Wednesday 6 April 2011

0.4 air changes per hour!!

Our airtightness test went really well yesterday. The team achieved a fantastic result of just around 0.4 a.c.h., probably a bit lower, based on an internal ventilation volume of 400m3 - all the more impressive as this is the first build of this type they had worked on, and because more than half of the build is retrofitting the original structure.


We should be able to improve on that figure in the final test needed for Certification, as we were able to identify the relative weak points.

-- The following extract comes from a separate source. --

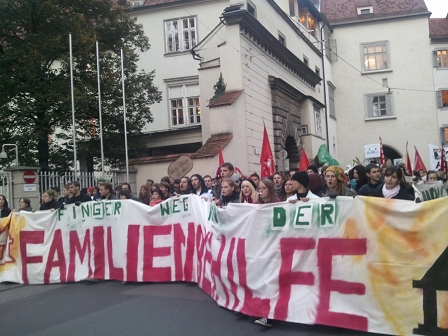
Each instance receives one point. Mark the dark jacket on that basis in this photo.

We spent a little time today working out how much extra time we spent into doing tasks that were necessary to achieve it. Our conclusion was that it was not a significant extra task. However, everyone in our team are really committed to paying attention to protecting the airtightness layer. We have not had to have a formal "Airtightness Champion" trying to watch everyone constantly, in case it was damaged.

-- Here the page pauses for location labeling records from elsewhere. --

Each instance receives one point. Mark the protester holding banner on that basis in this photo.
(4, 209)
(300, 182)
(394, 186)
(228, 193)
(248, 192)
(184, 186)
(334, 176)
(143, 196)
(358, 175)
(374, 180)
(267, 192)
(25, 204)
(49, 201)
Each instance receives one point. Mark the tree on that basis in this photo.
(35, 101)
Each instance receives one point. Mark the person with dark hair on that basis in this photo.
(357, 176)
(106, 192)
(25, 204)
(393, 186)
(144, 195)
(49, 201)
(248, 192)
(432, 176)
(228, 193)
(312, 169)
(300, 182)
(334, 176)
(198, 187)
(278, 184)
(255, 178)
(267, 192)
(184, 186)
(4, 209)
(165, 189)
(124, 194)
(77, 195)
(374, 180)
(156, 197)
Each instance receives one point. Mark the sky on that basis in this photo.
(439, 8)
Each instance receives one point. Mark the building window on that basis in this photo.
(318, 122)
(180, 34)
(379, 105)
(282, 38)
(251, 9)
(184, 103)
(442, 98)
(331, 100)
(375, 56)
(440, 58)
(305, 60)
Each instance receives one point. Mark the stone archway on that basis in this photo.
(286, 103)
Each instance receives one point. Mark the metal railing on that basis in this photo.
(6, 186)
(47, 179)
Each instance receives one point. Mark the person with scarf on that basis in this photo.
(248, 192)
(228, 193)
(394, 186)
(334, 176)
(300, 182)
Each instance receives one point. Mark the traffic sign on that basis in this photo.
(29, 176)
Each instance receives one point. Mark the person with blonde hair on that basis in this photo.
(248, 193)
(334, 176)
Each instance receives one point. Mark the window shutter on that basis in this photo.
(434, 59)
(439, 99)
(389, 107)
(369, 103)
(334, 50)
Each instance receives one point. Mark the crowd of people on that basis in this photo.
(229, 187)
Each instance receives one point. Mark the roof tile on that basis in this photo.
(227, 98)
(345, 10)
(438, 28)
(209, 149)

Watch a clip of the airtightness test on YouTube: http://www.youtube.com/watch?v=nMTLfj4iXec

Monday 4 April 2011

First airtightness test

Tomorrow (5th April) is a big day for the project. Paul Jennings from ALDAS, will be conducting our first airtightness test. We have been preparing for the day by going through the whole building to ensure there are no forgotten gaps or holes.

All the windows are now in and although there are still snags and issues to be resolved, they all close well enough for the airtightness test. In the refurbished part of the house, the windows are mounted on the ouside of the original walls with the external insulation wrapping around the window frames to minimise the thermal bridging around the window edge. This also minimises the area of window frame, which helps aesthetically and improves the energy performance of the window installation because window frames are generally the poorest performing part of the window. The photo below shows a section of a window with the first of four layers of insulation attached around it.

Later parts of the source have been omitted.